Friday 27 December 2013

Kim Stanley Robinson: 2312

Kim Stanley Robinson is one of the writers I talk about when I'm trying to explain the particular value of SF to sceptics. Along with people like Ken McLeod, Robinson is writing books about the way things might be if we got our act together. A lot of SF is intensely political; some of the really bad SF is reactionary as hell, power trip fantasies of the ubermensch running things the way they ought to be run. Or as they like to call themselves, libertarians. There isn't much of a left view in SF, and KSR is probably the most prominent figurehead for it.

That viewpoint - a preoccupation with how communities can live to their best advantage rather than the whims of an elite - informs all of his work, and I often wish it could be more influential than it appears to be. But those preoccupations can get in the way of the story; I could never finish the Mars Trilogy because the characters never came to life for me. There was something very uninvolving about them. KSR is one of those writers I admire but can't always read all the way through (I've read less than half of his published output despite my constant recommendations of the "good" ones).
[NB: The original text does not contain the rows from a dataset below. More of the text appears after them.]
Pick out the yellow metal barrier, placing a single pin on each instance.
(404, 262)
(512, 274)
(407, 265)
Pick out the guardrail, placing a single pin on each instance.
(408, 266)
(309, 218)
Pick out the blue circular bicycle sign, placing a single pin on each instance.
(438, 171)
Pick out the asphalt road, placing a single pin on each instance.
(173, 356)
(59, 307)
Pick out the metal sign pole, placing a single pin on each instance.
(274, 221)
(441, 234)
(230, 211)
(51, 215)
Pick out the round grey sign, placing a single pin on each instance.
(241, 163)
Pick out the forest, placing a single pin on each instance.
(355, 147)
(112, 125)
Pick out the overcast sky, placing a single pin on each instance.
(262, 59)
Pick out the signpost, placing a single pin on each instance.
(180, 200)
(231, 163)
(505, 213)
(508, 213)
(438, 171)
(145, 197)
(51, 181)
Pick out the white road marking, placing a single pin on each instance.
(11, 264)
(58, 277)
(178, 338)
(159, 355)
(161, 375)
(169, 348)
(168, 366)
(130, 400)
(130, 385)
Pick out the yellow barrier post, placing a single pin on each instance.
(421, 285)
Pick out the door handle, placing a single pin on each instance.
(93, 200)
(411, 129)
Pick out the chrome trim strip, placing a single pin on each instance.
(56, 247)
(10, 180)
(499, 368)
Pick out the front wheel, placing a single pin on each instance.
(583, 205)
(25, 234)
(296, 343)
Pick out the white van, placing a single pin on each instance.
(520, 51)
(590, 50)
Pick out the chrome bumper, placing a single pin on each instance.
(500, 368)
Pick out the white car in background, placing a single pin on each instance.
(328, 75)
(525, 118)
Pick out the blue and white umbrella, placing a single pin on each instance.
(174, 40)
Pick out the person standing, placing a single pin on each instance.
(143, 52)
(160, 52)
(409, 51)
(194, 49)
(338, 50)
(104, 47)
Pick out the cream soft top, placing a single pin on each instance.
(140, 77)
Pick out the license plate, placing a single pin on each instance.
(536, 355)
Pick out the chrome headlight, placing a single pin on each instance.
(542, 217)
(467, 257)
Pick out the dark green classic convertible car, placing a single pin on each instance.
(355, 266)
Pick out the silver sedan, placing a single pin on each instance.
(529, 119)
2312 at first struck me as being a bit like John Varley's The Ophiuchi Hotline, which is as much about showing us as much of the solar system as possible as it is about the ostensible story. Varley had a very well worked out notion of a colonised solar system and wrote a load of stories set in it; although the Gaea trilogy is probably still his most satisfying work, the "Eight Worlds" stories are a more impressive feat of sustained storytelling. KSR has packed his own vision of a populated solar system into a single book, but it comes at the expense of story and character. After a while I started to think that the story he really wanted to tell was the story of what had to be done to make the solar system somehow habitable for his characters; there are constant interludes into the action where asteroids or moons or spaceships get pages of explanation. And those pages are somehow better reading than the chapters about the characters.

I found myself wondering what I was missing. Would Swan make more sense as a character if I'd read Proust? Would Inspector Genette have made more of a connection for me if I had more than a passing familiarity with the plot of Les Miserables? I still don't know. The plot places the three main characters wherever they need to be in order to see the big action set pieces, but it's never clear why they just happen to be in the right place at the wrong time, as though by chance. There's the constant suggestion of a larger scheme around them, but they never feel integrated into the benign conspiracy which is driving the action. In part that's because KSR is using the age-old suspense driver of not letting us see what's going on until it happens, but it means in practice that nothing makes much sense until it happens, and it doesn't necessarily make much sense afterwards either.

In short, this is not a particularly good book, just considered as a book. If you consider it as a bag of ideas, it's marvellous; KSR covers dozens of plausible notions of terraforming and governance for the wider solar system, and throws in for free a profoundly gloomy picture of an Earth trampled by global warming and still stubbornly repeating the same mistakes which make today such a discouraging spectacle for anyone interested in universal justice and fairness.

There's an age old Irish answer to a request for directions which runs "Well, if I was going there, I wouldn't set out from here." If you haven't already started trying to read KSR, I wouldn't start here. Start with Antarctica, which has the advantage of a straightforward plot and time frame and some pretty good characters. Or with The Years of Rice and Salt, which has a fantastic opening premise and a cleverer way of putting the characters into the middle of everything which happens for hundreds of years after the Black Death depopulates Europe completely. If you like those, you're ready for 2312, which is well worth your time as long as you remember that this one is all about the ideas.